Today, the Retail Industry Leaders Association (RILA) praised the Senate for passing a joint resolution (S.J. Res. 8) disapproving of the National Labor Relations Board's (NLRB) ambush elections rule. The resolution passed the Senate 53 to 46, and retailers are urging the House to quickly follow suit. Absent Congressional action, the rule is scheduled to go into effect on April 14.
"The NLRB's decision to dramatically shorten the period before a union election while limiting the issues and evidence that can be presented erodes employers' rights and denies employees access to critical information and time to consider the issues," said Kelly Kolb, vice president for government affairs. "In addition, this new rule will force employers to disclose the private phone numbers and email addresses of their employees, which raises significant privacy concerns for both parties."
The NLRB's own statistics show that the median time from petition to election is 38 days. Estimates suggest that the NLRB's ambush election decision could reduce that time to as little as 14 days, denying employees accesses to information from both sides before making their decision.
"Today's Senate vote is a victory for employers and workers that value an open and honest dialogue about workforce development," said Kolb. "Workers and employers shouldn't have their rights trampled by a politically motivated NLRB."
The resolution relies upon the Congressional Review Act to overturn the ambush elections decision. Unlike typical bills that require a supermajority of 60 votes in the Senate, the Congressional Review Act would require only a simple 51-vote majority to pass and would be considered under expedited procedures.
In a letter to lawmakers earlier this week, Kolb warned that if allowed to take effect, new ambush election rules could have a significant impact on hiring and workforce development in the retail sector.

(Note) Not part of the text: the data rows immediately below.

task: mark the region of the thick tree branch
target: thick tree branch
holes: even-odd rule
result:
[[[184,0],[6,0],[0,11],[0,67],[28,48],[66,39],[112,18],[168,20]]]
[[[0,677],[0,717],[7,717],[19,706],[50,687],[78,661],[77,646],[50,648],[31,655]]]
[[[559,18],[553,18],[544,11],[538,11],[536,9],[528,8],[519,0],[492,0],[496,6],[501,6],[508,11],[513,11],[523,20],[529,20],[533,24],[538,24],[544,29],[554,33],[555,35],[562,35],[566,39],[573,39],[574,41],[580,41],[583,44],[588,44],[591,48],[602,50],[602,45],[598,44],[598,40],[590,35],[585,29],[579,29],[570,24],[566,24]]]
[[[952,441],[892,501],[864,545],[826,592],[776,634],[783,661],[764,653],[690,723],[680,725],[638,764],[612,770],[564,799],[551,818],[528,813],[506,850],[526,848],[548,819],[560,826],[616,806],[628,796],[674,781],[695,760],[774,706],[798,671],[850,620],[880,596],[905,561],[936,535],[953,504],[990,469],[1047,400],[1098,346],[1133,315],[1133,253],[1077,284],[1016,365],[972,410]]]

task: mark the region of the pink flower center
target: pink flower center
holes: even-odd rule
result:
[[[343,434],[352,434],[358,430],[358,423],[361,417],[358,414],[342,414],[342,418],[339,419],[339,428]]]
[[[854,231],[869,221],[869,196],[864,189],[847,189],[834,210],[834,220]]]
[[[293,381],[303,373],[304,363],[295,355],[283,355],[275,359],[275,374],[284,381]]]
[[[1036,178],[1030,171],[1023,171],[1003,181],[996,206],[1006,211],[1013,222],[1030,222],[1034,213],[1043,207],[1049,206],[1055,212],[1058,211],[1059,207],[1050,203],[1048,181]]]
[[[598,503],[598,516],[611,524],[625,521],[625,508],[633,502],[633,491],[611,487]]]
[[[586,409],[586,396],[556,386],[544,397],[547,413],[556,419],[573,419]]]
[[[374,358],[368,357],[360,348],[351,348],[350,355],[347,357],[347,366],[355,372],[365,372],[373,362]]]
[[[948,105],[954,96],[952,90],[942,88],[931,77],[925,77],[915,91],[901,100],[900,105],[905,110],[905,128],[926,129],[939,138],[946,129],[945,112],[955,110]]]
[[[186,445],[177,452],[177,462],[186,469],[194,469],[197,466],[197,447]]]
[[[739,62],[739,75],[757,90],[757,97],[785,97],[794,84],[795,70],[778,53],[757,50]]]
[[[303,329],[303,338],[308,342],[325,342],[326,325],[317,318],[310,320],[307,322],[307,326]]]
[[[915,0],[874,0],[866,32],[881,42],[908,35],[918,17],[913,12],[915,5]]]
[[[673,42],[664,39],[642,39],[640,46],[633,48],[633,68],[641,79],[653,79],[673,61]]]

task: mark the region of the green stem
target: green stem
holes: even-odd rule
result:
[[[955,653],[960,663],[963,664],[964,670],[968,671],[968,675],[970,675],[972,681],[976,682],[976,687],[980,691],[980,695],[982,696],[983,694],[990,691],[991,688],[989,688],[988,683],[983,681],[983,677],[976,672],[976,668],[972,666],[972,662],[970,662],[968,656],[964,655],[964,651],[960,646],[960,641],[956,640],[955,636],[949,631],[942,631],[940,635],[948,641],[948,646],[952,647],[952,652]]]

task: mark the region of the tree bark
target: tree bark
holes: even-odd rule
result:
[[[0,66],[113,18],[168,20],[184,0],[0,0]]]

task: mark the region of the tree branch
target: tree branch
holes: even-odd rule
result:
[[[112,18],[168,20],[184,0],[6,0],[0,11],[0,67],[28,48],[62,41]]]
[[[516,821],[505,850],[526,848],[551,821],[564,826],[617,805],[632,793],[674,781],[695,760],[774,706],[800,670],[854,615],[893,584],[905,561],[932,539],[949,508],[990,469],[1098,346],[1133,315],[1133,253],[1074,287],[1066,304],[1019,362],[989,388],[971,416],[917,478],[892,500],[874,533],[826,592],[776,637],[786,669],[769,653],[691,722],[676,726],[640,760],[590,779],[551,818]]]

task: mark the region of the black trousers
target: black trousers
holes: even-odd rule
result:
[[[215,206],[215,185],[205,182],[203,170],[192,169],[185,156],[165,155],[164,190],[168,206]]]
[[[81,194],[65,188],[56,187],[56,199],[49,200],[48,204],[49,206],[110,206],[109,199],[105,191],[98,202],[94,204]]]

"Retailers recognize the value of a workforce that is cross-trained, and employees appreciate the variety in their day-to-day work activities. It is especially important in the current economy, when many employees are looking for additional shifts, which are more available when free movement between departments can take place. If the recent NLRB decisions on ambush elections and micro-bargaining units are allowed to stand, today's front line employees will be denied the cross-training and advancement opportunities enjoyed by their predecessors," said Kolb.
RILA is the trade association of the world's largest and most innovative retail companies. RILA members include more than 200 retailers, product manufacturers, and service suppliers, which together account for more than $1.5 trillion in annual sales, millions of American jobs and more than 100,000 stores, manufacturing facilities and distribution centers domestically and abroad.